C freebsd kqueue strange problem with multithreading

Hi all,

I am developing a server program with kqueue. The program is multithreaded and each thread has its own kqueue created. Each thread has its listening socket listening to the same port (through SO_REUSEPORT). When it runs there is no error at bind() and listen(), or registering with kqueue. However the accept callback is not triggered, no connection can be made, or only triggered on one of the listening ports. At development, it runs on vmware freebsd 11.2 guest. When i upload it to a bhyve freebsd vm (11.2 too) to test, all ports are responding and connections are all working.

I use kqueue in multithreaded code due to the need of shared data among workers. Freebsd kqueue is not quite threaded friendly. If one single kqueue and one listening port are used for all the threads, I got strange problems like unexpected event fired right after an event on the same socket even EV_DISPATCH + EV_CLEAR is used. Try with kqeueu per thread to fix this but have the above problem.

Thanks
 
It seems that your problem is that having multiple accept() calls on a single port doesn't always work. I have no idea whether this is supported or even supposed to work, never tried it. The part I don't understand is: why are you using kqueue? Other than delivering messages on the sockets, why does the kernel have to be involved at all?

But let's think of it from a more general viewpoint. If your program is multi-threaded, it has to have locking or a similar mechanism of synchronization. One such mechanism is thread-safe queues (in fact, for simple programs it is my favorite mechanism, because it is so easy). You say that you need to share data among workers. The problem with sharing data in a parallel program is that you need to make sure that (a) only one thread changes the shared data at a time, to make sure it is always in a consistent state, and multiple changes are isolated from each other and don't create a mix, and (b) threads that read the shared data always get the most recent copy, so changes are durable. Usually, that is handled by protecting the shared data structure with a lock; and if threads need to wait for the shared data structure to be updated, or data to be delivered, that will need condition variables.

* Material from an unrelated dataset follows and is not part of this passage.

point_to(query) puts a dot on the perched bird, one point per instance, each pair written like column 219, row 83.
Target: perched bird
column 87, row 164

So here is a proposal for simplifying things: Have only one thread call accept from the socket. That master thread gets all the incoming requests, and then spreads it to worker threads. The communication with worker threads can be done with user-space thread-safe queues, without involving kqueue. Depending on which programming language you are using, there are some convenient built-in queues with automatic locking and waiting.

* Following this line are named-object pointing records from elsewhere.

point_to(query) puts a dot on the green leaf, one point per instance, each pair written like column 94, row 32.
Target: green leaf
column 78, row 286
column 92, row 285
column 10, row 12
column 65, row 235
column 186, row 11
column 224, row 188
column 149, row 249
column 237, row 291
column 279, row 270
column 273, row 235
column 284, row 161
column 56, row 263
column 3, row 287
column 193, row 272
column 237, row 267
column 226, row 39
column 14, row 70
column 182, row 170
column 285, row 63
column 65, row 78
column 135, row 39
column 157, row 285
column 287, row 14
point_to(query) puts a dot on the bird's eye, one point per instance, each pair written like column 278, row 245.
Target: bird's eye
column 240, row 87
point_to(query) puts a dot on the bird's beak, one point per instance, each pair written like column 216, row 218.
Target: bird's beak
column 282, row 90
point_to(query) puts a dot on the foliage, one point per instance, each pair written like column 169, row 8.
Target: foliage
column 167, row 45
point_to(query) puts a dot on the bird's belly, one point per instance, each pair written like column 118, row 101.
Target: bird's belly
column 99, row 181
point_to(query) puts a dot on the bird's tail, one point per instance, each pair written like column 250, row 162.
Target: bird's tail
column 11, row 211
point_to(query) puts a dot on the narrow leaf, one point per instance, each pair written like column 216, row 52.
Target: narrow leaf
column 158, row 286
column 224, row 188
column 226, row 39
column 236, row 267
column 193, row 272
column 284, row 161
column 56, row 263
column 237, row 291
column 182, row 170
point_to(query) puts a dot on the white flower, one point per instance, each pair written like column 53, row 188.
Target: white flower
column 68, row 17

One other trick, which may or may not work for you, but that I've used for simplifying things: make it so the shared data structures don't need locking at all. What I've done is: the master thread creates data structures with parameters and results for the worker threads completely, before creating those threads; it then hands each worker a private data structure, which doesn't need locking, since it is not shared. Then the worker does its thing, reading parameters and depositing results. The master then only looks at the results after the worker has finished, again without locking. The worker may be listening to a queue that the master fills occasionally, and at some point the master puts a special "finish now" message into the queue.
 
Note, it is a while ago when I programmed a threaded server whose threads are listening on IP sockets for incoming requests on a certain port and responding the computation results to the respective clients. However, in my thread model, new worker threads are spawned in an endless loop when a valid connection socket has been returned by accept().
So here, accept() is not part of the new thread, but it is the gate keeper before spawning new ones. Once a new worker thread has been spawned and detached, accept() is almost immediately ready for receiving new connection requests. For a given IP port only one accept() is listening at any time. I never thought about putting accept() into the worker threads, however I can imagine this won't work without some fiddling - SO_REUSEPORT to begin with (not necessary here).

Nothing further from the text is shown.